Hay que querer estar muy ciego, tener un voluntarismo a fuerza de explosión nuclear o ser tan cínico como Pablo Iglesias para sostener que esto no es una declaración de independencia. Hasta la estructura y la redacción ampulosa y sobrecargada son una penosa imitación del texto histórico que creó Thomas Jefferson hace 241 años.

Sin embargo, la noticia para dirigentes políticos, medios informativos y líderes de opinión es que ayer no hubo una declaración de independencia en el Parlamento de Cataluña; o que si la hubo, fue inmediatamente suspendida para dar paso a una noble, sincera y generosa oferta de diálogo y negociación por parte del muy honorable presidente Puigdemont, que antes de ayer era calificado de golpista, fanático y trapisondista por los mismos que hoy se hacen lenguas de su moderación y espíritu de pacto. Para que luego hablen de la posverdad. Nunca fue más cierto aquello de Marcel Proust: “La convicción crea la evidencia”.

Seguro que soy yo el sordo o el equivocado. Pero lo que humildemente escuché en el discurso de Puigdemont fue lo siguiente:

Primero, que el 1 de octubre en Cataluña hubo un referéndum de autodeterminación válido y vinculante a todos los efectos.

Segundo, que procede que “Cataluña se convierta en un Estado independiente en forma de república". Para añadir, por si no estaba claro: “Esto es lo que HOY corresponde hacer”.

Tercero, que “proponemos que el Parlamento suspenda los efectos de la declaración de independencia para que en las próximas semanas emprendamos un diálogo”. Un diálogo, puntualizó, basado, “de manera imprescindible”, en los resultados del supuesto referéndum.

Es decir: declaramos que Cataluña es independiente a partir de hoy, pero aplazamos los efectos de esa declaración (no la declaración misma) para mostrar espíritu de diálogo. No un diálogo sobre independencia sí o no, que eso se da por supuesto, sino sobre cómo llevarla a cabo.

La fórmula está calcada del ejemplo esloveno (obviando púdicamente el hecho de que allí hubo que pasar por una guerra con muertos), pero reproduce lo del Brexit: anunciamos que nos vamos y eso ya no se discute. Ahora, vamos a discutir durante una temporada sobre el reparto del ajuar.
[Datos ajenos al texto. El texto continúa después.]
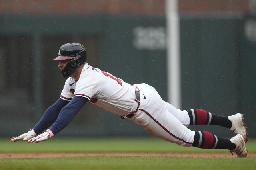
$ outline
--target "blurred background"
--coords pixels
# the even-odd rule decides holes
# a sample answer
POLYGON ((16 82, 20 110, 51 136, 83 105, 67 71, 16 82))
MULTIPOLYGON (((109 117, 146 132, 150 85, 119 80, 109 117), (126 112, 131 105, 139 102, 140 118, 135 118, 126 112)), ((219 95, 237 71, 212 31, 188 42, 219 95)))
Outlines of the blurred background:
MULTIPOLYGON (((249 137, 256 105, 256 0, 180 0, 181 109, 243 113, 249 137)), ((90 65, 167 100, 164 0, 0 0, 0 137, 27 131, 58 98, 63 44, 88 50, 90 65)), ((224 137, 216 126, 194 126, 224 137)), ((87 104, 58 136, 150 136, 142 127, 87 104)))

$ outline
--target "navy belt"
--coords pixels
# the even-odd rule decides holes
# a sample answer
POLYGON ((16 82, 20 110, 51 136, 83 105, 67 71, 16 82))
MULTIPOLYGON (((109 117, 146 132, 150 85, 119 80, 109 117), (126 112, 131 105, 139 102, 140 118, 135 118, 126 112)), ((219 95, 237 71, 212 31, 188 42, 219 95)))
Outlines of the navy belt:
MULTIPOLYGON (((135 112, 132 112, 131 113, 129 114, 128 115, 126 116, 126 117, 128 118, 131 118, 132 116, 134 116, 137 111, 138 111, 138 109, 139 107, 139 106, 140 106, 140 91, 138 90, 135 90, 135 99, 136 99, 137 101, 135 100, 136 102, 138 103, 138 106, 137 107, 137 109, 135 112)), ((122 119, 126 119, 124 116, 121 116, 121 118, 122 119)))

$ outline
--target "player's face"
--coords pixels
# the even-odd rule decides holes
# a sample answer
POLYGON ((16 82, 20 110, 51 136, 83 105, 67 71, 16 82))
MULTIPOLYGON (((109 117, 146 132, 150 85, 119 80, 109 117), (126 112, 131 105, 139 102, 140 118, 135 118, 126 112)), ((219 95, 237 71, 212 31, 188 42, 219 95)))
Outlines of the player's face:
POLYGON ((70 60, 60 60, 58 67, 60 68, 60 70, 62 70, 70 60))

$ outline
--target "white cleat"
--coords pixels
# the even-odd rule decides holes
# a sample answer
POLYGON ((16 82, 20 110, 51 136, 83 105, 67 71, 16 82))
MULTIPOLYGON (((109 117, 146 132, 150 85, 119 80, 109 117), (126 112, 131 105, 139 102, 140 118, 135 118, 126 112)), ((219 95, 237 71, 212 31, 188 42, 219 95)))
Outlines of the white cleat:
POLYGON ((232 123, 232 127, 229 130, 236 134, 242 135, 245 140, 245 143, 247 142, 247 128, 245 127, 243 114, 239 113, 228 117, 232 123))
POLYGON ((247 156, 247 150, 245 148, 244 138, 241 134, 237 134, 230 139, 230 141, 236 145, 236 148, 230 150, 233 155, 233 152, 236 153, 238 158, 245 158, 247 156))

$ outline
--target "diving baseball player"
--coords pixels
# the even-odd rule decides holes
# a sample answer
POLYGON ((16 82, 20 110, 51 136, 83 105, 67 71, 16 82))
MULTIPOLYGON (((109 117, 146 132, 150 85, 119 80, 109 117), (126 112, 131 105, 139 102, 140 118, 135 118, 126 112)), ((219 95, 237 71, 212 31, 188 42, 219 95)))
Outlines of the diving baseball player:
POLYGON ((54 60, 59 61, 62 76, 69 77, 59 98, 34 127, 10 141, 37 143, 48 140, 66 127, 89 102, 134 121, 155 135, 179 146, 226 149, 238 157, 246 156, 247 133, 242 114, 225 117, 200 109, 180 110, 163 101, 153 87, 145 83, 126 83, 88 65, 86 59, 86 49, 80 44, 71 43, 60 47, 54 60), (194 125, 218 125, 236 135, 230 139, 187 127, 194 125))

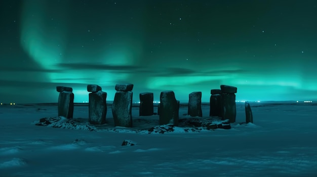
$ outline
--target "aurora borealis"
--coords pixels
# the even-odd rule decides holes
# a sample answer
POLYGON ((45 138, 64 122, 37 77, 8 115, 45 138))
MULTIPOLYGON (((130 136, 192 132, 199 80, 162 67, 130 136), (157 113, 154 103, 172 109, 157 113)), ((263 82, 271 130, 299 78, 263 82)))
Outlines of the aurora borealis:
POLYGON ((221 84, 237 100, 317 100, 317 1, 2 1, 0 102, 56 102, 57 86, 112 100, 116 83, 176 99, 221 84))

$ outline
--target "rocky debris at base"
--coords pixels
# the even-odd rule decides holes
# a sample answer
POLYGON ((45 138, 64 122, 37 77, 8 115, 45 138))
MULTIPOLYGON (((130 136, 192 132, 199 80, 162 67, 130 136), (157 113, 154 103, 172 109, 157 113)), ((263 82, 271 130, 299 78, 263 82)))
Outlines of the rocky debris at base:
POLYGON ((83 124, 81 119, 67 119, 63 116, 41 118, 39 122, 35 121, 34 123, 35 126, 48 126, 67 129, 85 130, 89 131, 96 131, 95 128, 93 126, 87 125, 87 124, 83 124))
MULTIPOLYGON (((143 119, 136 120, 140 122, 143 119)), ((148 120, 144 119, 144 124, 149 123, 148 120)), ((85 119, 66 119, 63 116, 57 117, 42 118, 39 121, 35 121, 36 126, 47 126, 68 129, 84 130, 89 131, 106 131, 115 133, 164 134, 166 133, 191 133, 200 132, 203 130, 213 131, 216 129, 230 129, 231 126, 228 120, 221 120, 218 117, 180 119, 179 124, 175 126, 168 124, 154 126, 149 129, 136 129, 136 128, 122 128, 120 127, 107 128, 89 125, 85 119)))

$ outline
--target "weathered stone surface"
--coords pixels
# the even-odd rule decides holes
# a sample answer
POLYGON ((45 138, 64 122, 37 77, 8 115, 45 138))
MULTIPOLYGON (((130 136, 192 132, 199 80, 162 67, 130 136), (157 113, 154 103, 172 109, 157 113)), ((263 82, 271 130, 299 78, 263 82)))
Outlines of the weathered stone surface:
POLYGON ((253 123, 253 116, 252 115, 252 111, 251 107, 248 102, 245 102, 246 107, 246 122, 247 124, 249 123, 253 123))
POLYGON ((140 116, 152 115, 154 112, 153 93, 140 93, 140 116))
POLYGON ((175 99, 173 91, 161 92, 160 97, 160 125, 178 125, 179 103, 175 99))
POLYGON ((221 95, 216 94, 210 96, 209 116, 221 116, 221 95))
POLYGON ((107 93, 100 90, 89 93, 88 121, 90 124, 102 125, 106 123, 106 99, 107 93))
POLYGON ((115 85, 115 90, 122 91, 132 91, 133 84, 121 84, 115 85))
POLYGON ((221 92, 222 93, 236 93, 237 88, 235 87, 232 87, 225 85, 220 85, 220 88, 221 89, 221 92))
POLYGON ((59 92, 58 96, 58 116, 72 118, 74 110, 74 94, 69 91, 59 92))
POLYGON ((221 94, 221 90, 220 89, 211 89, 210 90, 210 94, 212 95, 221 94))
POLYGON ((157 115, 160 115, 160 107, 161 107, 161 106, 160 105, 161 104, 158 103, 158 104, 157 104, 157 115))
POLYGON ((112 103, 115 126, 132 127, 132 95, 131 91, 118 91, 115 93, 112 103))
POLYGON ((61 92, 64 91, 67 92, 72 92, 72 88, 63 86, 57 86, 56 87, 56 90, 57 90, 57 91, 59 92, 61 92))
POLYGON ((137 143, 132 141, 130 140, 125 140, 122 143, 121 146, 134 146, 137 144, 137 143))
POLYGON ((194 92, 189 94, 188 114, 192 117, 203 116, 202 111, 202 92, 194 92))
POLYGON ((235 122, 236 109, 235 95, 233 93, 222 93, 221 97, 221 117, 222 120, 228 119, 230 123, 235 122))
POLYGON ((90 84, 87 85, 87 91, 90 92, 97 92, 101 91, 101 87, 98 85, 90 84))

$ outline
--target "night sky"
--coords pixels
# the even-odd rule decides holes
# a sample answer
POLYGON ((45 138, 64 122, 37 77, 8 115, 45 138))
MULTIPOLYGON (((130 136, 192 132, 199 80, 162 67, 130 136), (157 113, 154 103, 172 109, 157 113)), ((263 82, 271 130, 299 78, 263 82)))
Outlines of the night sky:
POLYGON ((4 0, 0 102, 237 87, 237 100, 317 100, 317 1, 4 0))

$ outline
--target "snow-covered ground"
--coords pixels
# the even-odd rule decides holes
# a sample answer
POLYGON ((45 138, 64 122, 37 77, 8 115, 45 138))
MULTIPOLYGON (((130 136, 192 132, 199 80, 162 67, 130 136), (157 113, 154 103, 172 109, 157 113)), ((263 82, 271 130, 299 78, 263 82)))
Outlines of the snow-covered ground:
MULTIPOLYGON (((294 104, 250 103, 254 124, 164 134, 114 128, 110 107, 104 128, 122 131, 37 126, 57 106, 2 105, 0 176, 317 176, 317 105, 294 104), (137 144, 122 146, 125 140, 137 144)), ((209 111, 203 106, 205 118, 209 111)), ((133 107, 134 130, 158 124, 158 115, 138 113, 133 107)), ((75 106, 74 118, 88 114, 88 106, 75 106)), ((243 103, 236 117, 245 122, 243 103)))

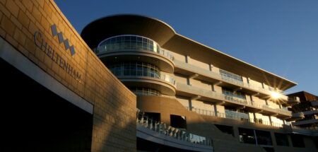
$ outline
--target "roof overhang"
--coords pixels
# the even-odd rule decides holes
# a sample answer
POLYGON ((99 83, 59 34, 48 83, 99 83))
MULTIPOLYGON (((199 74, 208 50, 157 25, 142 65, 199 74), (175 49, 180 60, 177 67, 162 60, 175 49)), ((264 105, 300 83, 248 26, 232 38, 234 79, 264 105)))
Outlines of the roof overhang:
POLYGON ((295 82, 182 36, 167 23, 147 16, 133 14, 107 16, 90 23, 81 33, 83 39, 92 49, 102 40, 120 35, 137 35, 151 38, 164 49, 191 54, 193 59, 213 63, 216 67, 263 82, 279 90, 285 90, 297 85, 295 82))

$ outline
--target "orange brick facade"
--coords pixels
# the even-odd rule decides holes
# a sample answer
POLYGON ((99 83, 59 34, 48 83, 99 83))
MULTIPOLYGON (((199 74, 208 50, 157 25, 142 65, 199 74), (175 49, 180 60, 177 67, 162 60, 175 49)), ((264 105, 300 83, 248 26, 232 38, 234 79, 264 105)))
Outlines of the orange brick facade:
POLYGON ((0 36, 59 83, 93 105, 92 151, 136 151, 136 95, 105 66, 67 21, 53 0, 0 0, 0 36), (71 55, 56 25, 73 45, 71 55), (35 43, 35 33, 81 74, 74 78, 60 62, 35 43))

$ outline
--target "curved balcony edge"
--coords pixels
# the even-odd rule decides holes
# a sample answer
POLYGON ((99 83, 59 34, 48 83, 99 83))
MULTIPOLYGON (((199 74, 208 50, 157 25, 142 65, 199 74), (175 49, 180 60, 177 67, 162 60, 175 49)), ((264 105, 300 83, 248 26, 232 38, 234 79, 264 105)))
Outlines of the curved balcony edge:
POLYGON ((170 58, 155 52, 127 49, 98 53, 96 55, 102 61, 106 62, 120 61, 143 62, 155 65, 158 66, 161 71, 165 72, 173 73, 175 71, 175 65, 173 62, 173 57, 170 58))
POLYGON ((148 76, 117 76, 126 86, 145 87, 160 91, 162 94, 175 95, 176 85, 164 78, 148 76))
Con un discurso innegablemente hábil, Puigdemont mató varios pájaros de un tiro. Blanqueó concienzudamente la contaminada imagen del secesionismo catalán ante la opinión pública europea, irritada ante un conflicto territorial tan perturbador como incomprensible. Hizo parecer que su descalabrado partido resucitaba para torcer la voluntad de sus socios extremistas. Asumió personalmente el coste de la DUI, asegurándose de que, en su caso, será él y no otro quien tenga el honor de ingresar en la trena flanqueado por dos tricornios. Comenzó a recuperar el papel de interlocutor válido en una eventual negociación. Suministró a la dupla Colau-Iglesias el pretexto que necesitaban para seguir enganchados al carro soberanista. Y, sobre todo, introdujo de nuevo la semilla de la división en el bloque constitucional, tratando de enervar —o al menos, de hacer mucho más costosa la adopción de medidas excepcionales para restaurar la legalidad en Cataluña—.

Tampoco sale mal servido Junqueras, verdadero jefe del estado mayor independentista. Deteriora a sus dos socios/rivales a la vez: consigue que sea Puigdemont quien cargue con la decepción de los que ayer esperaban el santo advenimiento y comienza a sacudirse el molesto chantaje de la CUP, avanzando en su carrera presidencial. Y gana tiempo para seguir estirando y prolongando el 'procés' 'ad aeternum', que es lo que busca desde el principio.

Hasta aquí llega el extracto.